Das ist ein weit verbreiteter Glaube, hat aber nichts mit der Wirklichkeit zu tun. Umfangreiche Experimente haben diese Art von »Intuition« als falsch widerlegt. »Das war bloß Verfolgungswahn.«

Drew schüttelt den Kopf. »Ich gehe seit Jahrzehnten zur Jagd. Im Gehölz war jemand, der sich vor mir versteckt hat. Er war ganz nah, und er wusste, wie man eine Deckung ausnutzt, sonst hätte ich ihn bestimmt gesehen.«

Endlich stelle ich die offensichtliche Frage. »Wenn es sich wirklich so abgespielt hat – wieso warst nicht du es, der Kates Tod gemeldet hat?«

Drew blickt mich an, als würde ihn das selbst verwirren. »Beinahe hätte ich es getan. Mein erster Impuls war, sie in die Arme zu nehmen wie ein Baby und nach oben zu meinem Wagen zu tragen. Ich wollte sie nach Hause zu ihrer Mutter bringen und alles beichten.«

So verwegen es sich anhören mag, ich spüre, dass er die Wahrheit sagt. Als Staatsanwalt habe ich viele Geständnisse gehört, in denen Mörder genau diesen inneren Drang geschildert haben. Einige haben ihm sogar nachgegeben.

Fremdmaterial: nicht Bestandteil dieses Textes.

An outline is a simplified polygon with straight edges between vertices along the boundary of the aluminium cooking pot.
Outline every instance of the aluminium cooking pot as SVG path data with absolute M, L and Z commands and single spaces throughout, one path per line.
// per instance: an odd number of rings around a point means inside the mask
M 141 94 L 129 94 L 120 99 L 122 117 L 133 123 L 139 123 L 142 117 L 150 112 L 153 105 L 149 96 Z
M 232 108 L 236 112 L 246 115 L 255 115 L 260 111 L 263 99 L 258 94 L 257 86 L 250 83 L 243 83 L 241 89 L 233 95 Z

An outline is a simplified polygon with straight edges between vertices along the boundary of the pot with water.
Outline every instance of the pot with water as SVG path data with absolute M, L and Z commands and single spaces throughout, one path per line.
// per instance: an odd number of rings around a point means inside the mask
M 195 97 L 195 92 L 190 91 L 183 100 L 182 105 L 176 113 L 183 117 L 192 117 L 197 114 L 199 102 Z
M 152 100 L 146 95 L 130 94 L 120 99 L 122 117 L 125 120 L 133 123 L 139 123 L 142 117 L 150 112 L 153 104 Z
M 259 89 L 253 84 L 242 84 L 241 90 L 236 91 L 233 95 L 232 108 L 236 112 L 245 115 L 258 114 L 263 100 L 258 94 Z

»Hast du sie in die Arme genommen?«

»Nein. Ich wollte flüchten, tat es dann aber doch nicht. Nur ein Feigling würde abhauen, sagte ich mir. Ich musste mich den Dingen stellen. Doch als ich dasaß und in ihre leeren Augen schaute – Augen, in die ich noch am Abend zuvor gesehen hatte, als wir uns liebten, Augen, die so lebendig waren, das du es dir nicht vorstellen kannst –, fing ich an, die Situation von außen zu sehen. Was würde ich damit erreichen, wenn ich die Affäre beichtete? Kate war tot. Würde ich beichten, dann würde ich meine Zulassung als Arzt verlieren und wahrscheinlich ins Gefängnis wandern. Vielleicht würde man mich sogar verdächtigen, sie ermordet zu haben. Ehrlich, in diesem Augenblick gab ich einen Dreck auf mich selbst, aber was sollte aus meiner Familie werden?